The FortiMail unit performs the query, and displays either success or failure for each operation in the query, such as the search to locate the user record, or binding to authenticate the user.
To verify user query options
1. Go to Profile > LDAP > LDAP.
2. Double-click the LDAP profile whose user query options you want to test.
3. Click Test LDAP Query.
A pop-up window appears allowing you to test the query.
4. From Select query type, select Alias.
5. In Email address, enter the email address alias of a user on the LDAP server, such as test-alias@example.com.
6. Click Test.
The FortiMail unit performs the query, and displays either success or failure for each operation in the query, such as the search to locate the alias record, or binding to authenticate the user.
To verify Mail Routing Options
1. Go to Profile > LDAP > LDAP.
2. Double-click the LDAP profile whose Mail Routing Options query you want to test.
3. Click Test LDAP Query.
A pop-up window appears allowing you to test the query.
4. From Select query type, select Mail Routing.
5. In Mail address, enter the email address of a user on the LDAP server, such as test@example.com.
6. Click Test.
The FortiMail unit performs the query, and displays either success or failure for each operation in the query, such as the search to locate the user record and find the mail host and mail routing address for that user.
To verify Scan Override options
1. Go to Profile > LDAP > LDAP.
2. Double-click the LDAP profile whose Scan Override Options (antispam, antivirus, and content profile preference) query you want to test.
3. Click Test LDAP Query.
A pop-up window appears allowing you to test the query.
4. From Select query type, select Scan Override.
5. In Email address, enter the email address of a user on the LDAP server, such as test@example.com.
6. Click Test.
The FortiMail unit performs the query, and displays either success or failure for each operation in the query, such as the search to locate the user record and find the antispam and antivirus processing preferences for that user.
To verify address mapping options
1. Go to Profile > LDAP > LDAP.
2. Double-click the LDAP profile whose Address Mapping Options query you want to test.
3. Click Test LDAP Query.
A pop-up window appears allowing you to test the query.
4. From Select query type, select Address Mapping.
5. In Email address, enter the email address of a user on the LDAP server, such as test@example.com.
6. Click Test.
The FortiMail unit performs the query, and displays either success or failure for each operation in the query, such as the search to locate the user record and find the internal and external email addresses for that user.
To verify the webmail password change query
1. Go to Profile > LDAP > LDAP.
2. Double-click the LDAP profile whose webmail password change query you want to test.
3. Click Test LDAP Query.
A pop-up window appears allowing you to test the query.
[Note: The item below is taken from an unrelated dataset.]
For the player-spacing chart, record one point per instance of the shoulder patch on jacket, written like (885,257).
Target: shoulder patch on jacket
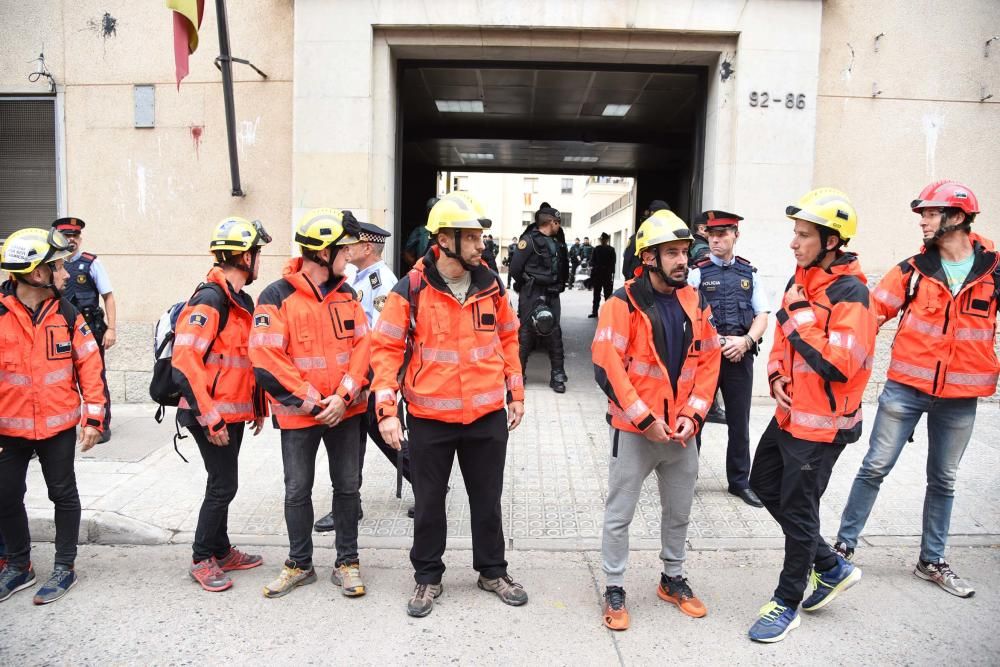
(848,289)
(276,293)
4. From Select query type, select Change Password.
5. In Email address, enter the email address of a user on the LDAP server, such as test@example.com.
| Only use an email account whose password it is acceptable to change, and make note of the new password. Verifying the Webmail Password Options query configuration performs a real password change, and does not restore the previous password after the query has been verified. |
6. In Password, enter the current password for that user.
7. In New Password, enter the new password for that user.
8. Click Test.
The FortiMail unit performs the query, and displays either success or failure for each operation in the query, such as the search to locate the user record, binding to authenticate the password change, and the password change operation itself.